The term "synchro" is familiar to those concerned with the navigation, guidance, and control of physical systems as a one (1) degree-of-freedom, electromechanical, angle-measuring transducer that has a rotor and a stator.
The SPASYN is a new navigation and guidance system, a six degree-of-freedom transducer, which measures the relative position and the relative orientation between two independent bodies. SPASYN measures, in each body, the two pointing angles and range plus the three Euler angles, of the other body. The SPASYN is also a synchro, a space synchro. It, like its predecessor the synchro has a rotor (called the Sensor) and a stator (called the Radiator). The three-axis radiator, which is fixed in one body, electromagnetically tracks the three-axis sensor, which is fixed in the remote other body. The result is that, with appropriate signal processing, SPASYN measures the angles that define the "generalized" relative rotation and position between the stator (radiator) and the remote rotor (sensor).

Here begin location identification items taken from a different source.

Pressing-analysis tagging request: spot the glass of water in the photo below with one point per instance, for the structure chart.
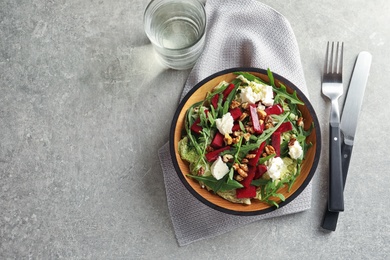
(176, 29)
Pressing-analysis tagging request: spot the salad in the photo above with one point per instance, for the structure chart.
(246, 140)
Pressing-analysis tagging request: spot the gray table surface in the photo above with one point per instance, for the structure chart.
(84, 108)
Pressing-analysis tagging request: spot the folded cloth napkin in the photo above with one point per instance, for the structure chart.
(242, 33)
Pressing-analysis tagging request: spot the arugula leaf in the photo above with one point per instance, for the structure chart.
(218, 185)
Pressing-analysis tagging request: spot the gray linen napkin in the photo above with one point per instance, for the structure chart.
(239, 33)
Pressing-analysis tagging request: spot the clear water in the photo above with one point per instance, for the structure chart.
(177, 33)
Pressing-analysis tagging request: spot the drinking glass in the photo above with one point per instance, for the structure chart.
(176, 29)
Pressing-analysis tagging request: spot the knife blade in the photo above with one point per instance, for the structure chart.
(349, 122)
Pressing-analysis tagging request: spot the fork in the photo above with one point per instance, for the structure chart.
(332, 87)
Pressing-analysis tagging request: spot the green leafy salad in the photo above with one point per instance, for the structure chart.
(246, 140)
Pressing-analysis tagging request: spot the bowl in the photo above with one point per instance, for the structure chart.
(308, 167)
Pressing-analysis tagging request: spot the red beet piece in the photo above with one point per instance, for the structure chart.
(257, 127)
(274, 110)
(259, 151)
(246, 182)
(236, 127)
(284, 127)
(212, 156)
(227, 91)
(196, 128)
(246, 192)
(218, 141)
(275, 140)
(260, 170)
(214, 101)
(235, 113)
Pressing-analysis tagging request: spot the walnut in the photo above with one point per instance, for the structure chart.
(244, 167)
(268, 122)
(227, 157)
(209, 149)
(300, 122)
(250, 129)
(238, 178)
(269, 149)
(261, 114)
(250, 156)
(228, 139)
(242, 173)
(247, 136)
(245, 105)
(243, 116)
(235, 104)
(291, 142)
(201, 171)
(236, 140)
(245, 160)
(240, 169)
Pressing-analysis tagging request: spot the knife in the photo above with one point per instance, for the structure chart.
(349, 121)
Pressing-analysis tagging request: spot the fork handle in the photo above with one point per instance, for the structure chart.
(336, 193)
(329, 221)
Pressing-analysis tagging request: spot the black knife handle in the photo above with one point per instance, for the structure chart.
(336, 194)
(330, 218)
(346, 152)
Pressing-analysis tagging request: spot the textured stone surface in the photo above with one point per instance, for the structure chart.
(84, 108)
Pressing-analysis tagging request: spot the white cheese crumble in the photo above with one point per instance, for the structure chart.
(225, 124)
(255, 92)
(275, 168)
(295, 150)
(219, 169)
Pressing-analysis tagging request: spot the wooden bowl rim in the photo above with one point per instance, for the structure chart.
(288, 84)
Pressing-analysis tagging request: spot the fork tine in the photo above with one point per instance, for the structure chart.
(341, 57)
(336, 64)
(331, 59)
(326, 65)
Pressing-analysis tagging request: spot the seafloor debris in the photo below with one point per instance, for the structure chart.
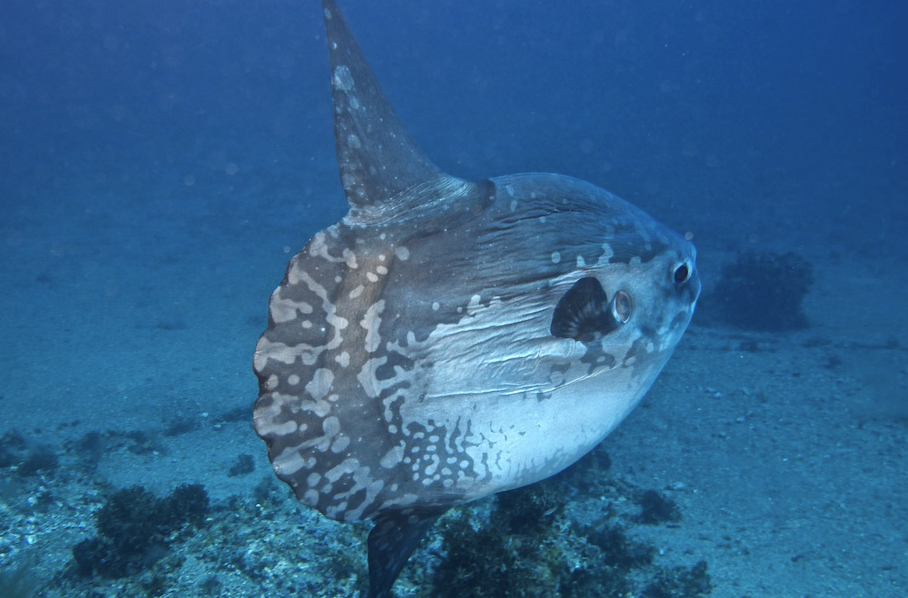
(762, 291)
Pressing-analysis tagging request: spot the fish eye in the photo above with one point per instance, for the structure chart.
(682, 273)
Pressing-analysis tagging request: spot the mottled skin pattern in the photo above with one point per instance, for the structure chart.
(403, 369)
(411, 360)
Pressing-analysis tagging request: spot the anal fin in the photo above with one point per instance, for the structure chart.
(395, 536)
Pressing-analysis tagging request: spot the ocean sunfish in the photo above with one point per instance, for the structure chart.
(451, 338)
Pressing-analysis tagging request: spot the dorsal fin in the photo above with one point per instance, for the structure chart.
(383, 171)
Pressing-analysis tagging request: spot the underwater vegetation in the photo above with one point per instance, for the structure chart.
(763, 292)
(135, 529)
(528, 548)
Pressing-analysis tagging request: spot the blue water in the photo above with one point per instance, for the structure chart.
(161, 161)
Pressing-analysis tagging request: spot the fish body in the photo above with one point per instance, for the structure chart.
(450, 338)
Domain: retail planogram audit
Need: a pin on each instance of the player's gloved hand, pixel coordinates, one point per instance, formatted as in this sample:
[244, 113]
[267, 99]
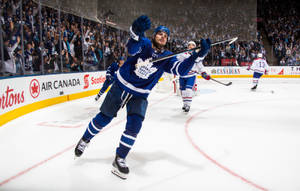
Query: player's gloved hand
[205, 47]
[205, 75]
[140, 25]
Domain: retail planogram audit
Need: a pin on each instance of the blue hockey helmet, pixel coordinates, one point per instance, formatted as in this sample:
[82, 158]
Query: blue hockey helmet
[162, 28]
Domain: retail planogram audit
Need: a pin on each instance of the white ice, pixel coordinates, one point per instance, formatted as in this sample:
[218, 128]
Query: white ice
[232, 139]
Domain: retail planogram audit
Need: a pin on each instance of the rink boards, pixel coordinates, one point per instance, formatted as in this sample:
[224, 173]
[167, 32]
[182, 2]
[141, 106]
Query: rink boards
[22, 95]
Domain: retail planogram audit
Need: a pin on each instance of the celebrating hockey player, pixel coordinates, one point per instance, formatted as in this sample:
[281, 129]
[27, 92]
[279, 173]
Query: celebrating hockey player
[134, 82]
[187, 83]
[110, 76]
[260, 67]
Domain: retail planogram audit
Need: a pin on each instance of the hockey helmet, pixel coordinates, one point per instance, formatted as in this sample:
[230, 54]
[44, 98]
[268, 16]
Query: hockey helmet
[162, 28]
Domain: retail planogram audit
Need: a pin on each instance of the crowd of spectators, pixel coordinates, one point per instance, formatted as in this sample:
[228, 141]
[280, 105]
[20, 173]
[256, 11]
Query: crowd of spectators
[281, 22]
[53, 41]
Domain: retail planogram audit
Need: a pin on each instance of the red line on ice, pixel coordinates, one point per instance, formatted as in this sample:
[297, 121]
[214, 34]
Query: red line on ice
[209, 157]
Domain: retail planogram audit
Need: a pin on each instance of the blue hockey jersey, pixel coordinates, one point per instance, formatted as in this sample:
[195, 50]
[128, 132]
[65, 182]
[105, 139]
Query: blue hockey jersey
[138, 75]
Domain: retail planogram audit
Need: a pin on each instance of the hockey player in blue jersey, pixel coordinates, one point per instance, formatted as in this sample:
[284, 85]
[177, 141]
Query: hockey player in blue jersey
[134, 81]
[110, 76]
[187, 82]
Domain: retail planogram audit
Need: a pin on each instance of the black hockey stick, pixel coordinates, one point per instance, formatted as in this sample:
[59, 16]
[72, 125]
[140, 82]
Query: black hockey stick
[225, 84]
[231, 40]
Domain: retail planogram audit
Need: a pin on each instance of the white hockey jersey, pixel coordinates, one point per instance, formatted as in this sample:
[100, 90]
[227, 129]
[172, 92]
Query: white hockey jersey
[260, 65]
[198, 66]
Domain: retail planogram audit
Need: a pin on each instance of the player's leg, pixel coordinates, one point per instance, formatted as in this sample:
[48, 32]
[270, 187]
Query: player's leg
[256, 77]
[182, 87]
[108, 111]
[136, 109]
[188, 93]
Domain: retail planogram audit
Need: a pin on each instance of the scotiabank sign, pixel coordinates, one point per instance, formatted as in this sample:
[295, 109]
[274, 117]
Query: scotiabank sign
[91, 80]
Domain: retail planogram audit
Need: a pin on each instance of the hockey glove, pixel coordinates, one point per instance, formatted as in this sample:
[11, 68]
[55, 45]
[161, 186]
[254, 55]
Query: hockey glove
[205, 76]
[205, 47]
[140, 25]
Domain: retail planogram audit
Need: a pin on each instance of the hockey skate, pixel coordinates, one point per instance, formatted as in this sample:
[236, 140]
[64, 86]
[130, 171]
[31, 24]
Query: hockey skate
[120, 168]
[186, 108]
[254, 88]
[80, 147]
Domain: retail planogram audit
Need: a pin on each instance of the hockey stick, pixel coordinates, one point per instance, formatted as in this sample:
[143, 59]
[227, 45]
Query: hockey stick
[231, 40]
[225, 84]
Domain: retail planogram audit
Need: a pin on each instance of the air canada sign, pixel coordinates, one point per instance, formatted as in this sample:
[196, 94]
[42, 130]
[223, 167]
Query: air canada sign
[60, 84]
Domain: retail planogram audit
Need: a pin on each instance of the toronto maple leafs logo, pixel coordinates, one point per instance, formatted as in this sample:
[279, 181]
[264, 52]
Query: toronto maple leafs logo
[144, 69]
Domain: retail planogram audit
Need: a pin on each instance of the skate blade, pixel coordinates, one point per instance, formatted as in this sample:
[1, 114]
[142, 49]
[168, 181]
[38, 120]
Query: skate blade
[119, 174]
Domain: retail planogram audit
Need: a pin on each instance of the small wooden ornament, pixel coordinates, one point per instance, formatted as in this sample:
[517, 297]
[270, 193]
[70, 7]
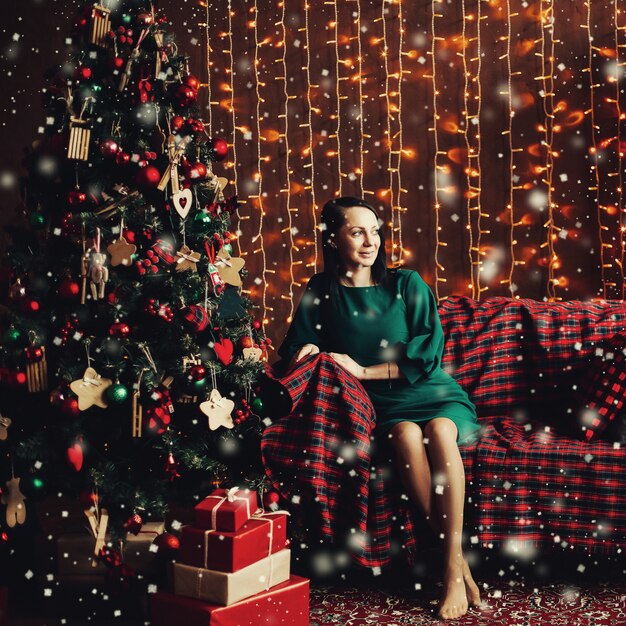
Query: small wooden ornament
[5, 422]
[218, 410]
[13, 499]
[252, 353]
[121, 252]
[229, 267]
[187, 259]
[100, 25]
[80, 134]
[37, 374]
[90, 389]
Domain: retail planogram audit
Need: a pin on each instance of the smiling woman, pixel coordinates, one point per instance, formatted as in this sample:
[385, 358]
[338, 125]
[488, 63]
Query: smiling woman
[381, 326]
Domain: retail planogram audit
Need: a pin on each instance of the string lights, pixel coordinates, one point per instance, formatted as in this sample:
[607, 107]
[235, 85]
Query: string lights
[345, 103]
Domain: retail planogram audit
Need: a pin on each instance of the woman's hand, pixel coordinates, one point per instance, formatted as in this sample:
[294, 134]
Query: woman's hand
[306, 350]
[349, 364]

The first SPASYN application employs the EM near-field of the radiator, which is fixed in the cockpit, to track the sensor on the pilot's helmet. The head position and the pilot LOS are thereby determined relative to the aircraft body frame. This very short range, hard-wire feedback, SPASYN system application1 is all-attitude and provides a closed loop measure of the angles defining the relative position and the relative orientation. This very short-range navigation and guidm1ce SPASYN system, operating in the cockpit, has successfully passed extensive flight-testing by the USAF, US Navy, and the US Army.
The longer-range SPASYN employs the electromagnetic far-field. It operates cooperatively and symmetrically in a transponding or multiplexed fashion, between the two relatively remote independent bodies.